Adding a new format: subclass this, implement all three methods, register the instance in registry.py — no other files need to change.

Subclasses should also set these class attributes for documentation: - EXTENSIONS: tuple of file extensions this handler claims (e.g. (".csv",)) - FORMAT_NAME: short display name for docs (e.g. "CSV") - FORMAT_DESCRIPTION: one-line summary of what metadata is extracted

can_handle(file_path) abstractmethod

Check if the handler can process the given file.

Parameters:

Name Type Description Default
file_path Path

Path to the file to check

required

Returns:

Type Description
bool

True if this handler can process the file, False otherwise

extract_metadata(file_path, **kwargs) abstractmethod

Extract comprehensive metadata from a single file.

Should return a dictionary containing file information, structure, types, and any format-specific metadata needed for Croissant generation.

Subclasses may declare additional named parameters before **kwargs to support handler-specific options (e.g. count_rows for CSV).

Parameters:

Name Type Description Default
file_path Path

Path to the file to process

required
**kwargs object

Handler-specific options forwarded from MetadataGenerator

{}

Returns:

Type Description
dict

Dictionary containing extracted metadata. For tabular data, should include:

dict
  • column_types: Dict mapping column names to Croissant types
dict
  • Basic file info (path, name, size, hash, encoding_format)

Raises:

Type Description
Exception

If the file cannot be processed

build_croissant(file_metas, file_ids) abstractmethod

Build Croissant FileSets and RecordSets for all files this handler processed.

Called once per handler after the FileObject loop.
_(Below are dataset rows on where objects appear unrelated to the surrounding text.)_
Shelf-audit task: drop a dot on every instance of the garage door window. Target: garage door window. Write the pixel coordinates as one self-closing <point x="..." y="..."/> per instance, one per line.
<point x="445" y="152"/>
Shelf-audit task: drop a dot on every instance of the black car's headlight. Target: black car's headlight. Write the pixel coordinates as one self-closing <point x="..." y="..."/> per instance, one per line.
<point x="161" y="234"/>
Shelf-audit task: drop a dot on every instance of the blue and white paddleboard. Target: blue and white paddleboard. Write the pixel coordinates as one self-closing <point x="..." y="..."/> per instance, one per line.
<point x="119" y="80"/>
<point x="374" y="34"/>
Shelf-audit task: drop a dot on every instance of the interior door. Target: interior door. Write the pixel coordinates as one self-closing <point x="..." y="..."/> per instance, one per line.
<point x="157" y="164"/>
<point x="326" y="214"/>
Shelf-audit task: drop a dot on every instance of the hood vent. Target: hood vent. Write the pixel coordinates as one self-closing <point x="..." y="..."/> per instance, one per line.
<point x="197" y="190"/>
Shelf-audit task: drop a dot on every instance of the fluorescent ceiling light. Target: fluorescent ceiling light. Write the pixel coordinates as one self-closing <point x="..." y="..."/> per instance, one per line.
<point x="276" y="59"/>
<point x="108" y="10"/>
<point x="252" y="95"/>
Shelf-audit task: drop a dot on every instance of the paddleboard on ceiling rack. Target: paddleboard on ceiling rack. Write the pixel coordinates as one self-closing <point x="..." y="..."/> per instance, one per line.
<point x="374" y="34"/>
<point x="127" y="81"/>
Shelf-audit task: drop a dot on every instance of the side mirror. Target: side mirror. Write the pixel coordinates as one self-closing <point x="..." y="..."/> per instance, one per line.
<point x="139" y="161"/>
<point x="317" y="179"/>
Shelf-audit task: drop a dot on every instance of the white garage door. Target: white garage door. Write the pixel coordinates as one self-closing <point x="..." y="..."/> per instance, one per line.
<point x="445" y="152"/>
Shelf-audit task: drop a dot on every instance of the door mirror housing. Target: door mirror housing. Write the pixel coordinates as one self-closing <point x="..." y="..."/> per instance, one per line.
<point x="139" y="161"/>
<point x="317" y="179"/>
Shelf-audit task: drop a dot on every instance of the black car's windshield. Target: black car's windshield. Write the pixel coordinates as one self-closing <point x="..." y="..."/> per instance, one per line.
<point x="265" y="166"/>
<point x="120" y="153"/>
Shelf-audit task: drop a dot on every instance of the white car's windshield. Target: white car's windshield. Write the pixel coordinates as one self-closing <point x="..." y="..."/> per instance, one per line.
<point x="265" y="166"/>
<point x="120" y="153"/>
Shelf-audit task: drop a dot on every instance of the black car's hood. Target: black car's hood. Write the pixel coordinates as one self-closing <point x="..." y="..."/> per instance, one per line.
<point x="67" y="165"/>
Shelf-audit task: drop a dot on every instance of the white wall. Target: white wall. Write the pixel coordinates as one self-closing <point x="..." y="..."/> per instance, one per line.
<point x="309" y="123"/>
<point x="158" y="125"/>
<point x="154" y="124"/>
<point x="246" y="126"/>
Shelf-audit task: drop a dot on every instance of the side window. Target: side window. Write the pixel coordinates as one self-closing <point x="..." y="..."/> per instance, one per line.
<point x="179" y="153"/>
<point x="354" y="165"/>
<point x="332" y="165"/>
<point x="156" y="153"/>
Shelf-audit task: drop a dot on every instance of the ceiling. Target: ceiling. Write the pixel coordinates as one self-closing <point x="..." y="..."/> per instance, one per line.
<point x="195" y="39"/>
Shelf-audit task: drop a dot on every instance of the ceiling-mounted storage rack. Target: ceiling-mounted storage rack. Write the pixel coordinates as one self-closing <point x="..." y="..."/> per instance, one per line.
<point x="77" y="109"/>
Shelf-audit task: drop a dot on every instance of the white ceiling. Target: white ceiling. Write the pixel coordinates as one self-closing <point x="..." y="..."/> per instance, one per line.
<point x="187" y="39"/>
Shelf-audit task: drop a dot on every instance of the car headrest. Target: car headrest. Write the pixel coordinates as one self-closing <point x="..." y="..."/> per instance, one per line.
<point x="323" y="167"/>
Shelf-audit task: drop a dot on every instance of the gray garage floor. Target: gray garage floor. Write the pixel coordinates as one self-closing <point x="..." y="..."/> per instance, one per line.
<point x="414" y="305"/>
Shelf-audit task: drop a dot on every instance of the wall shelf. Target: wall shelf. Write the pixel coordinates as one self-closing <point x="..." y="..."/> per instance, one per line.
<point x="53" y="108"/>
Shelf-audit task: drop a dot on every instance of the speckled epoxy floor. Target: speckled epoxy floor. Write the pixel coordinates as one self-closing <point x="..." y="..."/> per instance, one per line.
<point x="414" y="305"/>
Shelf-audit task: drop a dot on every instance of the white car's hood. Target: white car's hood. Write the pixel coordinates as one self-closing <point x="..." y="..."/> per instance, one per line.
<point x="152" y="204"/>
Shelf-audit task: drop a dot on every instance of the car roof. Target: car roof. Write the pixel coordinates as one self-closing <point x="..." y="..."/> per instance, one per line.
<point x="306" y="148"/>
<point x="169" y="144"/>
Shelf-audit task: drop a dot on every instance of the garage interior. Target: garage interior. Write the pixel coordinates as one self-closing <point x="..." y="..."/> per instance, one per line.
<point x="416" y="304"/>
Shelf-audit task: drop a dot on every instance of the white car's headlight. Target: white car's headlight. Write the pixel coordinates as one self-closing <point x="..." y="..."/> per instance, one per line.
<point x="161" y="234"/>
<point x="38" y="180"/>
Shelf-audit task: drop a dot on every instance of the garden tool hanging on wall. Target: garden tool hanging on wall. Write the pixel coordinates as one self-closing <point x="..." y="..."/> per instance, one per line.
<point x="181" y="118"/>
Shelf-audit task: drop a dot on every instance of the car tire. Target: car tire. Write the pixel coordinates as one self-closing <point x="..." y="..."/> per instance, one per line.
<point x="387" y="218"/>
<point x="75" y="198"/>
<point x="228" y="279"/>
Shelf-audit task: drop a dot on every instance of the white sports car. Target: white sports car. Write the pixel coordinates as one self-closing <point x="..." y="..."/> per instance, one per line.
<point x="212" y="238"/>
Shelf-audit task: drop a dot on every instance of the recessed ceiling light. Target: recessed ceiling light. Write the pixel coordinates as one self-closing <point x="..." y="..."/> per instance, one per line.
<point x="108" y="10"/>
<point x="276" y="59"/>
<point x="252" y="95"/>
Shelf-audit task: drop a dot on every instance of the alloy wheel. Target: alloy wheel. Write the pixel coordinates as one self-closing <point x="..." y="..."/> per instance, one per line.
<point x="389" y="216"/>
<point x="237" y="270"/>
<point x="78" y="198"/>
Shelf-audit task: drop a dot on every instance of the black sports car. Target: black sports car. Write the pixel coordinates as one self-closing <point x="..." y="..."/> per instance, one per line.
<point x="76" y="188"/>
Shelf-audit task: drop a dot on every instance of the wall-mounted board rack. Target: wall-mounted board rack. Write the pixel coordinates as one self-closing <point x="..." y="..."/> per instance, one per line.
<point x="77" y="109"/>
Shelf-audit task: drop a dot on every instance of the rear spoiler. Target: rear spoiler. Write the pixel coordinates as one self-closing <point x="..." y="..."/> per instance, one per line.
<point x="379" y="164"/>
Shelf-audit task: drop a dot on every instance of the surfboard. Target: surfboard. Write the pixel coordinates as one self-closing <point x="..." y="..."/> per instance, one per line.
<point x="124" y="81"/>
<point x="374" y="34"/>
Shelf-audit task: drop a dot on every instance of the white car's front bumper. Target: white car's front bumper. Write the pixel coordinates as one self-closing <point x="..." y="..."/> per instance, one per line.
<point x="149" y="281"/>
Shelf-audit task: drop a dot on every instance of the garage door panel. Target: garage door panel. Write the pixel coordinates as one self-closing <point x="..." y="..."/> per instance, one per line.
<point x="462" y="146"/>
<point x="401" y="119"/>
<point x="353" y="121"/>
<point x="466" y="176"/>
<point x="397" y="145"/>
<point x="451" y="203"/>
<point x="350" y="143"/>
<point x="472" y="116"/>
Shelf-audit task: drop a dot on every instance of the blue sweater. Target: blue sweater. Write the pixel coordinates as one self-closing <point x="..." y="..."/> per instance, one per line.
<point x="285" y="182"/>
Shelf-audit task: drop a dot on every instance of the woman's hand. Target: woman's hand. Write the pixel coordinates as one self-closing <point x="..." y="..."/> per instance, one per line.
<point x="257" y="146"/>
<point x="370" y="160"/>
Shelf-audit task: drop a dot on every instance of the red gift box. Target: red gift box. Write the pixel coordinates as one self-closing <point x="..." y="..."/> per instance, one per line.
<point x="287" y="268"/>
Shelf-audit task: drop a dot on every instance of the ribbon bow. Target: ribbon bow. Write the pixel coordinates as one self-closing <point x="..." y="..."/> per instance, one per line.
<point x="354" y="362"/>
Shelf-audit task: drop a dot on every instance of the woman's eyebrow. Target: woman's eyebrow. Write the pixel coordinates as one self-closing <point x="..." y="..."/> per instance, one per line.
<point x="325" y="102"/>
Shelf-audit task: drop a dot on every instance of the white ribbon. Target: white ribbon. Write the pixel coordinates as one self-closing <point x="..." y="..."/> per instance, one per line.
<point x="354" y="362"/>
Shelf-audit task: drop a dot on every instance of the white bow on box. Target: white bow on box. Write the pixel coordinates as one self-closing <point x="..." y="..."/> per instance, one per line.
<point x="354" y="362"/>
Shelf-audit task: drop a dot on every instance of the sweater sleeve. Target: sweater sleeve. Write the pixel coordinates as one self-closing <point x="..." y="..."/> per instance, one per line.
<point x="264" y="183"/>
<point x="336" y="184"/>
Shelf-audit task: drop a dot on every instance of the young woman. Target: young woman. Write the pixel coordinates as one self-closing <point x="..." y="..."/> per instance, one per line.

Receives all metadata dicts this handler produced for the dataset, with pre-assigned FileObject IDs aligned by position.

Parameters:

Name Type Description Default
file_metas list[dict]

metadata dicts from extract_metadata, one per file

required
file_ids list[str]

FileObject IDs assigned by the generator, aligned with file_metas

required

Returns:

Type Description
list

(additional_distributions, record_sets) — additional_distributions

list

contains FileSets only. FileObjects are always owned by the generator.